To hear Donaldson tell it, hitting at the Rogers Centre, where he’s put up a .372/.391/.729 slash line this year, has cleared his mind. “When the roof’s open, it’s bright in there and makes it a little difficult, but especially when the roof’s closed, you can see the ball pretty well," he said. "The fact of the matter is when you hit the ball and hit the ball well, with a trajectory that’s higher, the ball’s going to carry out. This is one place where you get a truer flight of the ball. Here, I don’t have to worry about hitting balls with the perfect trajectory, I can just be a good hitter and let a baseball’s flight take its own shape. Here, I can just focus on being a good hitter.”

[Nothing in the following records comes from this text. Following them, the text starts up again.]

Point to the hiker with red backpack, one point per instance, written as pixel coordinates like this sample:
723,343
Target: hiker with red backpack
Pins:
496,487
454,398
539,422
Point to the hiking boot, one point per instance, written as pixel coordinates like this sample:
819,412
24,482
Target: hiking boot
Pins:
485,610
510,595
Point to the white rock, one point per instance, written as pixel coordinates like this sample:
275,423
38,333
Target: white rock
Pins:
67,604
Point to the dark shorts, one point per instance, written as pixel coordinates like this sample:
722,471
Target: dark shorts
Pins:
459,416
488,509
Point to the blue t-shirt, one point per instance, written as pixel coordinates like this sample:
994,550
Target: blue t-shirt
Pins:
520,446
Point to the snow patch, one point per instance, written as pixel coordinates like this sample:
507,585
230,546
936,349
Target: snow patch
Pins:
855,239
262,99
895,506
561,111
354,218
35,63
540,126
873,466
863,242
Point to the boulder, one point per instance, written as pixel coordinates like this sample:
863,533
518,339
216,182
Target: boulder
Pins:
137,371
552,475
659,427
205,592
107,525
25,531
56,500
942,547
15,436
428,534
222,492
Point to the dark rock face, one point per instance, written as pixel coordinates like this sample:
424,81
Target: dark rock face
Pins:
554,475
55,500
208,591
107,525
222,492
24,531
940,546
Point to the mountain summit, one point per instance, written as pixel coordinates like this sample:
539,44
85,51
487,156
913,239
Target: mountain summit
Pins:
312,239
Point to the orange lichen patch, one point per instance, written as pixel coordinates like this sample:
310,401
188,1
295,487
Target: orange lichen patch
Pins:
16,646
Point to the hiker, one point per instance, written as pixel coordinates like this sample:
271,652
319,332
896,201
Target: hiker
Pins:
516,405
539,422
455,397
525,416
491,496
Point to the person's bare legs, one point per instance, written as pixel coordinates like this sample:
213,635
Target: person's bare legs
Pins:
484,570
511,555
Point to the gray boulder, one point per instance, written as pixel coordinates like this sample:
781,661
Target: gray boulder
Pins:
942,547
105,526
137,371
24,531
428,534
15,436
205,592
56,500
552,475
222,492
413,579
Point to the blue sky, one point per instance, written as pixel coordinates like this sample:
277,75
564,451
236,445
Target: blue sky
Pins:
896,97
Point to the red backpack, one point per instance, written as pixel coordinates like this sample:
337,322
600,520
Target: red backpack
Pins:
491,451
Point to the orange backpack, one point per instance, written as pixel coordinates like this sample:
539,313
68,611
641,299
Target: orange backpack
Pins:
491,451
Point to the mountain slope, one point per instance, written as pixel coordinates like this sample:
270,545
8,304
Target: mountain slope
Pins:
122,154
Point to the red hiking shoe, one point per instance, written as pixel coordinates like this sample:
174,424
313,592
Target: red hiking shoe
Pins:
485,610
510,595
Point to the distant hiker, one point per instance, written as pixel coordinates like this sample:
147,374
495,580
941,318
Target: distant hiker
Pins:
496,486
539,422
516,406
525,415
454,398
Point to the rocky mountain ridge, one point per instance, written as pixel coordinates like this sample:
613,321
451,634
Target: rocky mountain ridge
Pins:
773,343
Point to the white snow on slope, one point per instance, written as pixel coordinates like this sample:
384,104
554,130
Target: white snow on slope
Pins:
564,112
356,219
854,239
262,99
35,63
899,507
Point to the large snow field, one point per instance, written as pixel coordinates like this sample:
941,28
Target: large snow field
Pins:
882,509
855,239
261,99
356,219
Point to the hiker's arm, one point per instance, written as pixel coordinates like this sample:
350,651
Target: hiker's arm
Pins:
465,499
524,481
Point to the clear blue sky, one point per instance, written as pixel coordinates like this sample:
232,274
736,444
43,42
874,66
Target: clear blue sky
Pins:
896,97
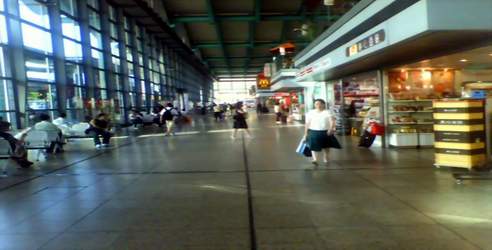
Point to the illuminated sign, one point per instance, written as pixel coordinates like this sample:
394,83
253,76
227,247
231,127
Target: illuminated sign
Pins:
366,43
263,82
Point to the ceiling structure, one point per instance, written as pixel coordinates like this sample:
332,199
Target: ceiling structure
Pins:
234,37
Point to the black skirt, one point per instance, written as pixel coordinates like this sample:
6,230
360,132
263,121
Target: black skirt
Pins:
319,139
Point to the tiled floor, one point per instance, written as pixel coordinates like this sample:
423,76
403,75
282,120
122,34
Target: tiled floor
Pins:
191,192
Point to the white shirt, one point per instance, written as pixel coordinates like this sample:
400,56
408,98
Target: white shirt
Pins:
276,108
60,121
45,126
320,120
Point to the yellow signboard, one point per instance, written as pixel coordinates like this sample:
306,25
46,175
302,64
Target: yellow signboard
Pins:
263,82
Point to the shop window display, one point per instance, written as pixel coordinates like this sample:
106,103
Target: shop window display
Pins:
409,108
41,96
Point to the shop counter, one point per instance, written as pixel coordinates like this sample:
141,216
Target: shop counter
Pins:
459,127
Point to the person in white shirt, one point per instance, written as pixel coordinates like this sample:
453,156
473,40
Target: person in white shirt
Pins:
46,125
62,123
168,115
278,113
61,120
319,131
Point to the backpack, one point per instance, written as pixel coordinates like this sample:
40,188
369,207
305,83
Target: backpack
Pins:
168,115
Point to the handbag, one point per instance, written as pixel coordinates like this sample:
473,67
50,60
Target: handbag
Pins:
376,128
303,149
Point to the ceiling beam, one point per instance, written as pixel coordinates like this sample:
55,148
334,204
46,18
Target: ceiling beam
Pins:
221,58
252,32
218,30
251,18
212,45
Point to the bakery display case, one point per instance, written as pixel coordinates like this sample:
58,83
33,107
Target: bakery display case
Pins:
409,107
460,133
410,123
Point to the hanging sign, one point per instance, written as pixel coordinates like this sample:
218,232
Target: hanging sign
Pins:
263,82
366,43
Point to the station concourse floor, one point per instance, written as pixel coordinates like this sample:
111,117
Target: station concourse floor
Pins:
203,190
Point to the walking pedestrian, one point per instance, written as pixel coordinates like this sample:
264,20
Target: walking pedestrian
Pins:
240,117
167,117
319,131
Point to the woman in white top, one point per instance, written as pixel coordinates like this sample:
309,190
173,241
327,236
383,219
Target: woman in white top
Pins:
319,131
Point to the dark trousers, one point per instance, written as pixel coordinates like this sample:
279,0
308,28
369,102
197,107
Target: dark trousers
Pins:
103,133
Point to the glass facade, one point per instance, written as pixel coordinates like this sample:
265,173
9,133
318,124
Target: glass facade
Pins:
89,57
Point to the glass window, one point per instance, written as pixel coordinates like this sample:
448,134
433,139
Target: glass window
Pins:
3,29
141,72
128,39
75,97
113,30
96,39
41,96
112,13
94,19
4,69
75,74
162,68
116,64
36,38
131,70
93,3
139,45
73,50
131,83
69,7
129,54
34,12
97,58
118,84
142,87
115,48
39,67
126,23
100,94
140,59
7,101
70,28
100,79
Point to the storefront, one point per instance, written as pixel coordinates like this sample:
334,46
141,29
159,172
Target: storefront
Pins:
288,93
413,87
370,70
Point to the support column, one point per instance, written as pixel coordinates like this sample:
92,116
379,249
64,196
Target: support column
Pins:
17,64
58,56
86,54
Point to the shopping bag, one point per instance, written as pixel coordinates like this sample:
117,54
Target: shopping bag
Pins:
376,128
303,149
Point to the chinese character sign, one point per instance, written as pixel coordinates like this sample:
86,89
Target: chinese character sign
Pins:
262,82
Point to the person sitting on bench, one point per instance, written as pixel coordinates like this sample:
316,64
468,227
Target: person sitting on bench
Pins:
46,125
136,118
100,126
19,151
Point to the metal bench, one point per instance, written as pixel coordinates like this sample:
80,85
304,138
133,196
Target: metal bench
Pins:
77,131
41,141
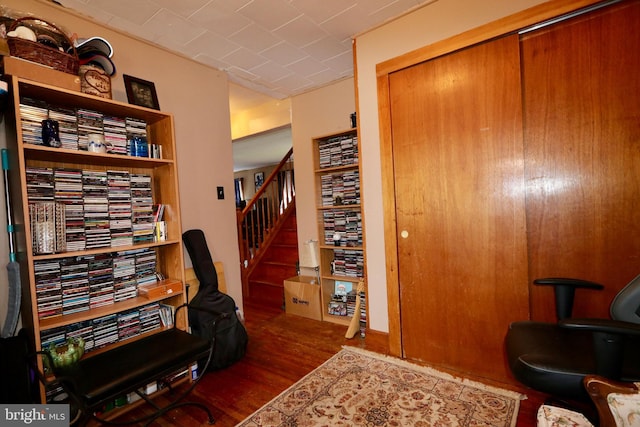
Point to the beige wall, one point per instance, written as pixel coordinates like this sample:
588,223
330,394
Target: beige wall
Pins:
316,113
198,98
249,179
422,27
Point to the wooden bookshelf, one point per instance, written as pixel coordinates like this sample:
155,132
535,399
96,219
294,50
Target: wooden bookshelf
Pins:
339,214
24,154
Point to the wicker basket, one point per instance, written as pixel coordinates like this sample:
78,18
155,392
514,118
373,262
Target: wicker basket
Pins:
41,53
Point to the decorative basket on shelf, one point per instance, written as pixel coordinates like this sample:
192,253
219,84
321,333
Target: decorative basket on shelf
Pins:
40,52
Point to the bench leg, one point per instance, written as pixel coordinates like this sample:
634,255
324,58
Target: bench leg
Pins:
173,406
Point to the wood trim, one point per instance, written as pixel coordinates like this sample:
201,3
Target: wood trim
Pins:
362,184
502,26
389,212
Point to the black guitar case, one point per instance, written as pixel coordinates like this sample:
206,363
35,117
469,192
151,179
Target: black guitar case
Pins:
231,336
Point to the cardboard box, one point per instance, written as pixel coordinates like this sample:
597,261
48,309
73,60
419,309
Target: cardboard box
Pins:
160,289
302,297
40,73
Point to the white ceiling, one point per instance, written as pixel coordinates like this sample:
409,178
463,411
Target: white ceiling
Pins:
260,150
268,48
276,47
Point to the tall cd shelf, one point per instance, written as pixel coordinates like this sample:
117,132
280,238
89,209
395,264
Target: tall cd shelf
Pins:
340,225
126,258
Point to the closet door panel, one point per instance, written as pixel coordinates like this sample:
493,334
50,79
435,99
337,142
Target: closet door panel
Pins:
581,86
458,165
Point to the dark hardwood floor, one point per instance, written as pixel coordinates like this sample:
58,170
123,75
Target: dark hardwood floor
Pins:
282,349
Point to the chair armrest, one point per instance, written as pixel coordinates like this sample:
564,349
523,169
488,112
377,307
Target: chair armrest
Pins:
599,388
609,337
564,289
607,326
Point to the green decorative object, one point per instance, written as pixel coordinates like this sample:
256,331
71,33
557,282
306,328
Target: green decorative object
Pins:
68,354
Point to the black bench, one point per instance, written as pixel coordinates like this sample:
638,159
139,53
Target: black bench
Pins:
95,381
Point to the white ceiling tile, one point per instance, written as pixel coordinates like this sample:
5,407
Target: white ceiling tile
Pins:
137,12
167,24
320,11
270,14
326,48
184,8
301,31
270,71
307,66
276,47
254,38
348,23
229,5
223,22
323,77
247,75
293,83
284,53
244,58
97,13
211,61
210,44
341,63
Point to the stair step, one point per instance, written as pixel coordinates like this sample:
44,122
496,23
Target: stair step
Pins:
282,254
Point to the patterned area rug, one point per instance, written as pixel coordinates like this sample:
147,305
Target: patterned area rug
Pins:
357,387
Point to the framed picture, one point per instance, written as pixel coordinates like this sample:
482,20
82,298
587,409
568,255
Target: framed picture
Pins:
141,92
259,178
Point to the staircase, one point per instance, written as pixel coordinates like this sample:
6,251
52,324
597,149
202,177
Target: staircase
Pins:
277,263
268,237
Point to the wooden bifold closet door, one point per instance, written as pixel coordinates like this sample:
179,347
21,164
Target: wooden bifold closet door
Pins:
581,85
514,159
457,143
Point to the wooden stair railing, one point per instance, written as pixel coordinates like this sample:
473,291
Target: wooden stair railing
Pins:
258,221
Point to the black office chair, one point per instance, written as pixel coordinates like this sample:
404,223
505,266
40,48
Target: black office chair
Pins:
554,358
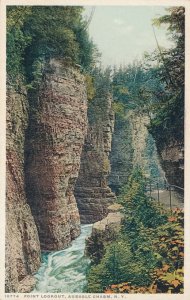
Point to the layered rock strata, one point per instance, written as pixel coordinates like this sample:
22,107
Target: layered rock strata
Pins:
104,232
92,191
53,149
172,160
22,242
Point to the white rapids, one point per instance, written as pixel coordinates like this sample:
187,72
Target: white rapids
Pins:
64,271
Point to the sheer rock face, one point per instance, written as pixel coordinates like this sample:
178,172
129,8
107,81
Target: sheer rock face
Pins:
22,242
92,191
53,149
172,160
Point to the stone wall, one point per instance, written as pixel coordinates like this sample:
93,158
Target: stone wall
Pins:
92,191
55,137
22,243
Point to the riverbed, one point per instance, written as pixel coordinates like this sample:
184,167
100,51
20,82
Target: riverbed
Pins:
65,271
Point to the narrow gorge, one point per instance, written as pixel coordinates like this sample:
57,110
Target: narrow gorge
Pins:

Donaldson was already one of the best players in the game in Oakland; in Toronto, hitting at the Rogers Centre, he has become a superstar. He is the best hitter in a star-studded lineup that, when firing on all cylinders, calls to mind the great Rockies lineups that terrorized pitchers at Coors Field in the late 1990s.
But of course, it’s going to take a lot more than a great offense for Toronto to end the longest playoff drought in baseball. The rotation has been better lately, but still needs another front-line starter, and the bullpen, which is ranked 12th in the AL with a 3.70 ERA, will need to perform at a higher level. But we all can see that this is a very winnable AL East—you might not need 90 wins to get into the October dance—and general manager Alex Anthopoulos, despite financial restrictions, probably has one big move in him, maybe two (Jonathan Papelbon? Johnny Cueto?) as the Jays try to take control of a division up for grabs.
The maddening AL East may have a decent team after all. The Blue Jays have woken up.